After the speech, some remarked that it was improper it was for Edmund to say such things and to criticise the body that was giving him the award for not doing enough. I was puzzled by this. Wasn’t the award about integrity?
The attitude implicit in the remark is that if you are awarded with something and accept it, you cannot criticise the award giver? But what if the award giver had serious failings that needed to be pointed out – is it integrity to shut up about it simply because they gave you an award?
Obviously not. Integrity demands that you act in accordance with your own principles and stand by them. Integrity demands that you speak your mind honestly about the issues that confront you. And integrity is a demand, not an option. There is no such thing as choosing to act with integrity in one moment and then not doing so in the next.

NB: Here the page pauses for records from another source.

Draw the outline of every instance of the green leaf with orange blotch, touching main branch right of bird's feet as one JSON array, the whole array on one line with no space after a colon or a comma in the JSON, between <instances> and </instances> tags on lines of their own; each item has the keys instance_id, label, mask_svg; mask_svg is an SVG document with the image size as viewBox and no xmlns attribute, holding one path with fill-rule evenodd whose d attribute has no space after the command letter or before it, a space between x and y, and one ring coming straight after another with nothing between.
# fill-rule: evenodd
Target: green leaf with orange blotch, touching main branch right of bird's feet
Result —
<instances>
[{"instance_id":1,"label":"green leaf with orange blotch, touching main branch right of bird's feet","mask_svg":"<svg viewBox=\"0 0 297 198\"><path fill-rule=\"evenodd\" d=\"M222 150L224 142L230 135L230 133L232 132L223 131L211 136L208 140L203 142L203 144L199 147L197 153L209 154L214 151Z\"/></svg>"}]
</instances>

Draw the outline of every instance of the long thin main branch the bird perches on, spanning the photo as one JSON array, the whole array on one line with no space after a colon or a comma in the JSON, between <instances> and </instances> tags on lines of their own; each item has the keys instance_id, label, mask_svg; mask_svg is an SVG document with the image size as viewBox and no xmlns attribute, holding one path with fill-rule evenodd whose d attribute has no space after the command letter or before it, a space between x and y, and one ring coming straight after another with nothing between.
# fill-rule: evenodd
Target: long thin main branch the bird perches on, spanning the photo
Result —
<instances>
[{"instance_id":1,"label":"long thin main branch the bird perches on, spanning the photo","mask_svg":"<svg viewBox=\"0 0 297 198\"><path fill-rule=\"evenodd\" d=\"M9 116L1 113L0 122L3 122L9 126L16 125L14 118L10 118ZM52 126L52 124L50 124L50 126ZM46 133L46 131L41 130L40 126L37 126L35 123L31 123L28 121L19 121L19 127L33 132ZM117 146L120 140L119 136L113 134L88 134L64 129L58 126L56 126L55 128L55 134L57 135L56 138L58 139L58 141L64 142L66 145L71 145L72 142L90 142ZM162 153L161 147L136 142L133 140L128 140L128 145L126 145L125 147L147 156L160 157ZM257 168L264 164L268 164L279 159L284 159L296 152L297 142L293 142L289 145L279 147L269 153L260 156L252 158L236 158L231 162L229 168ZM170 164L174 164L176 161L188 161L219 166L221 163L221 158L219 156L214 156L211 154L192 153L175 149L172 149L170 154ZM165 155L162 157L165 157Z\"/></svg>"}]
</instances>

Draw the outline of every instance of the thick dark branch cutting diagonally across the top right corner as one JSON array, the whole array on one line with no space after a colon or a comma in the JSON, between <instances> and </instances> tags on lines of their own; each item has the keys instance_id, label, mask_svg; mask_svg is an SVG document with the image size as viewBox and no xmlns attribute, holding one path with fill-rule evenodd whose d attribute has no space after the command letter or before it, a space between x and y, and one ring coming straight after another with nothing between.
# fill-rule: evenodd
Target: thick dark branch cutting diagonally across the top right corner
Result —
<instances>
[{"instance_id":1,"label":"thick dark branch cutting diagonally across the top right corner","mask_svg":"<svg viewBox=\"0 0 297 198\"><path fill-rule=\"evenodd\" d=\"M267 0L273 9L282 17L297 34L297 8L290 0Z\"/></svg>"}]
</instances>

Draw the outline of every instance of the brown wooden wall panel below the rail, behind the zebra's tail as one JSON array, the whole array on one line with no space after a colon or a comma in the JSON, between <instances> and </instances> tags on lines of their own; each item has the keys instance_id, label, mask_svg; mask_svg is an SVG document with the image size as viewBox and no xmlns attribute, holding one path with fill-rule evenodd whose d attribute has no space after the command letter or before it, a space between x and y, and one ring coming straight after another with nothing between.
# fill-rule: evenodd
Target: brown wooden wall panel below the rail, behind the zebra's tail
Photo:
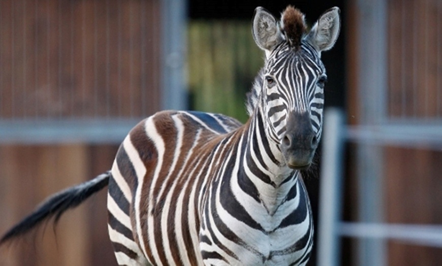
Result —
<instances>
[{"instance_id":1,"label":"brown wooden wall panel below the rail, behind the zebra's tail","mask_svg":"<svg viewBox=\"0 0 442 266\"><path fill-rule=\"evenodd\" d=\"M79 144L0 147L0 231L29 214L47 196L110 169L117 146ZM68 211L56 227L0 251L0 265L115 265L107 236L107 191Z\"/></svg>"}]
</instances>

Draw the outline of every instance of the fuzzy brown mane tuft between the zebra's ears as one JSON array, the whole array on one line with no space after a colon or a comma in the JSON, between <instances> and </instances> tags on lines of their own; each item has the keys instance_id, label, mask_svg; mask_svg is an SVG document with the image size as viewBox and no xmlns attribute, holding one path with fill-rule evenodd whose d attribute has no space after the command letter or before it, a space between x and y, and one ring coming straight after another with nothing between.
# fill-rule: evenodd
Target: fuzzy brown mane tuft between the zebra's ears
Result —
<instances>
[{"instance_id":1,"label":"fuzzy brown mane tuft between the zebra's ears","mask_svg":"<svg viewBox=\"0 0 442 266\"><path fill-rule=\"evenodd\" d=\"M288 6L281 17L282 30L286 35L287 41L295 49L301 47L301 39L307 30L304 22L304 14L293 6Z\"/></svg>"}]
</instances>

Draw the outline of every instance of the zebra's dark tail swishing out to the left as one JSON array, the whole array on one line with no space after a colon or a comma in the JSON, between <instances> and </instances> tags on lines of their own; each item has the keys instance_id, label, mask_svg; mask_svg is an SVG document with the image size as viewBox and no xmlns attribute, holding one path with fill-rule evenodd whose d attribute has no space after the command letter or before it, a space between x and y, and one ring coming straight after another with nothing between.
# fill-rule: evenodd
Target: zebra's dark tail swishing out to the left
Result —
<instances>
[{"instance_id":1,"label":"zebra's dark tail swishing out to the left","mask_svg":"<svg viewBox=\"0 0 442 266\"><path fill-rule=\"evenodd\" d=\"M0 240L0 244L26 234L41 222L54 217L56 223L60 216L70 208L75 208L92 194L102 190L109 183L111 172L105 172L96 178L62 190L48 197L37 209L9 229Z\"/></svg>"}]
</instances>

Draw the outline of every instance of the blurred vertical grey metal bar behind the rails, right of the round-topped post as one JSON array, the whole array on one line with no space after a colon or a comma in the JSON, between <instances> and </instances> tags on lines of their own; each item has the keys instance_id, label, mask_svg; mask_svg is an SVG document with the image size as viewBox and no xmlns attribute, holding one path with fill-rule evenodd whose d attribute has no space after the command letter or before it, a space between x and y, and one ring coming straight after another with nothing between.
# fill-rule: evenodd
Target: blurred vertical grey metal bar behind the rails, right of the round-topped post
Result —
<instances>
[{"instance_id":1,"label":"blurred vertical grey metal bar behind the rails, right of the round-topped post","mask_svg":"<svg viewBox=\"0 0 442 266\"><path fill-rule=\"evenodd\" d=\"M358 51L360 123L380 125L387 121L387 1L358 1ZM359 219L383 221L382 148L360 144L357 151ZM386 263L383 240L358 242L359 266L382 266Z\"/></svg>"}]
</instances>

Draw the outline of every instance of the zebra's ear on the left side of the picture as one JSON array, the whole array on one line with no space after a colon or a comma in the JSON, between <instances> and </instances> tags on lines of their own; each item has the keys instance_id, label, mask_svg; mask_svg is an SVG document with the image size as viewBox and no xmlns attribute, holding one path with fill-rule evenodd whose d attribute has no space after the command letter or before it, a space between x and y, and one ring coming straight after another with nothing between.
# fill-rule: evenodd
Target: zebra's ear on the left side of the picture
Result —
<instances>
[{"instance_id":1,"label":"zebra's ear on the left side of the picture","mask_svg":"<svg viewBox=\"0 0 442 266\"><path fill-rule=\"evenodd\" d=\"M255 9L252 34L256 44L266 51L266 54L283 41L276 18L262 7Z\"/></svg>"}]
</instances>

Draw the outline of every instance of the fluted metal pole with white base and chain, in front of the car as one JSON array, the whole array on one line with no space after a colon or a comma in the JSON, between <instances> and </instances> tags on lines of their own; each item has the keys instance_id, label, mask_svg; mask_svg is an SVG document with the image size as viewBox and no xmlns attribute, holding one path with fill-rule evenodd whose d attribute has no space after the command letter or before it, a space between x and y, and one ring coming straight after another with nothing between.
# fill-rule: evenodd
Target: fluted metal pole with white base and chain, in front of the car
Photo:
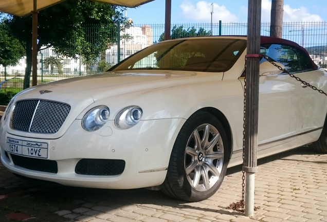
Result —
<instances>
[{"instance_id":1,"label":"fluted metal pole with white base and chain, in front of the car","mask_svg":"<svg viewBox=\"0 0 327 222\"><path fill-rule=\"evenodd\" d=\"M261 0L248 0L248 36L245 96L245 150L243 170L246 173L245 216L252 216L255 198L255 173L258 150L259 53Z\"/></svg>"}]
</instances>

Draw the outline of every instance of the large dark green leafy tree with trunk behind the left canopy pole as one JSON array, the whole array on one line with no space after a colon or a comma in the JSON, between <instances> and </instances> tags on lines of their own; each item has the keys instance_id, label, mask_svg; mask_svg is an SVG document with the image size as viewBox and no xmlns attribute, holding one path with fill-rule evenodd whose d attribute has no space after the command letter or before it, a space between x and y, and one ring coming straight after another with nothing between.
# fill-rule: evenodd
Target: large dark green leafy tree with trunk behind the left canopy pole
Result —
<instances>
[{"instance_id":1,"label":"large dark green leafy tree with trunk behind the left canopy pole","mask_svg":"<svg viewBox=\"0 0 327 222\"><path fill-rule=\"evenodd\" d=\"M64 1L39 12L38 50L53 47L60 55L96 61L108 44L117 42L117 23L128 25L115 5L84 0ZM88 33L89 26L97 25ZM32 18L10 16L8 26L25 46L27 68L24 88L29 87L32 67ZM96 38L93 38L97 36ZM116 36L110 38L110 36Z\"/></svg>"}]
</instances>

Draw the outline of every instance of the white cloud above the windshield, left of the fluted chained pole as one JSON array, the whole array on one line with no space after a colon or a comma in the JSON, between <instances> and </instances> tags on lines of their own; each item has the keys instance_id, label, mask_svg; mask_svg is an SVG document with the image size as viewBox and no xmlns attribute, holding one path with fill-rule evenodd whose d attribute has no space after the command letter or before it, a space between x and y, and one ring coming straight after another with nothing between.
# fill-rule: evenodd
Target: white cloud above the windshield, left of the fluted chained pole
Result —
<instances>
[{"instance_id":1,"label":"white cloud above the windshield, left of the fluted chained pole","mask_svg":"<svg viewBox=\"0 0 327 222\"><path fill-rule=\"evenodd\" d=\"M199 1L196 5L189 1L180 4L181 15L190 22L211 22L211 3ZM238 17L232 14L225 6L213 4L212 21L237 22Z\"/></svg>"}]
</instances>

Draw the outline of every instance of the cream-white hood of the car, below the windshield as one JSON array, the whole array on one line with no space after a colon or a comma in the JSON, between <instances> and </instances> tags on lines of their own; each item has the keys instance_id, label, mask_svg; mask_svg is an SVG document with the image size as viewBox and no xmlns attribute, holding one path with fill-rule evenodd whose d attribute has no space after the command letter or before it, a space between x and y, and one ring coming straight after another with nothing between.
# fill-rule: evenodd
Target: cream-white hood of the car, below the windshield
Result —
<instances>
[{"instance_id":1,"label":"cream-white hood of the car, below the windshield","mask_svg":"<svg viewBox=\"0 0 327 222\"><path fill-rule=\"evenodd\" d=\"M126 94L144 89L171 87L199 80L196 72L103 72L96 75L69 78L27 89L21 98L49 99L67 102L71 99L94 102L108 96ZM25 98L26 97L26 98Z\"/></svg>"}]
</instances>

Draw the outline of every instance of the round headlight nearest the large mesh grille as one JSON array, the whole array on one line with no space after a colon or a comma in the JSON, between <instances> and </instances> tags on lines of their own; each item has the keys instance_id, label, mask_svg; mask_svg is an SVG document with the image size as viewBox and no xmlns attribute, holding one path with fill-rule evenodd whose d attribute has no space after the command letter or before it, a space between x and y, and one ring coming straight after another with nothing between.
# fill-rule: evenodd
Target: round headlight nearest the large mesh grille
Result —
<instances>
[{"instance_id":1,"label":"round headlight nearest the large mesh grille","mask_svg":"<svg viewBox=\"0 0 327 222\"><path fill-rule=\"evenodd\" d=\"M99 130L108 120L110 109L106 106L97 106L90 109L82 119L84 130L92 132Z\"/></svg>"}]
</instances>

But clearly, we had a different notion than the organisers and some of those that attended that night. To some of them it was plainly obvious that integrity was just a word like any other. It served merely as occasion to wear nice clothes, sit in a nice room with dinner, indulge in polite meaningless conversation and restrained claps. Integrity is like a the Royal Doulton cutlery that you bring out once a year to show off and then keep in the cupboard until the next grand occasion. And to some, integrity means you do not criticise those who have given you the award.
Penguin Dictionary defines one facet of “integrity” as an “uncompromising adherence to a code of moral values.”
The key word is “uncompromising.”
That was the problem with some of those that felt uncomfortable, took umbrage and quietly complained about Edmund’s speech – their definition of integrity lacked that key word, which is often substituted with “an appearance of.”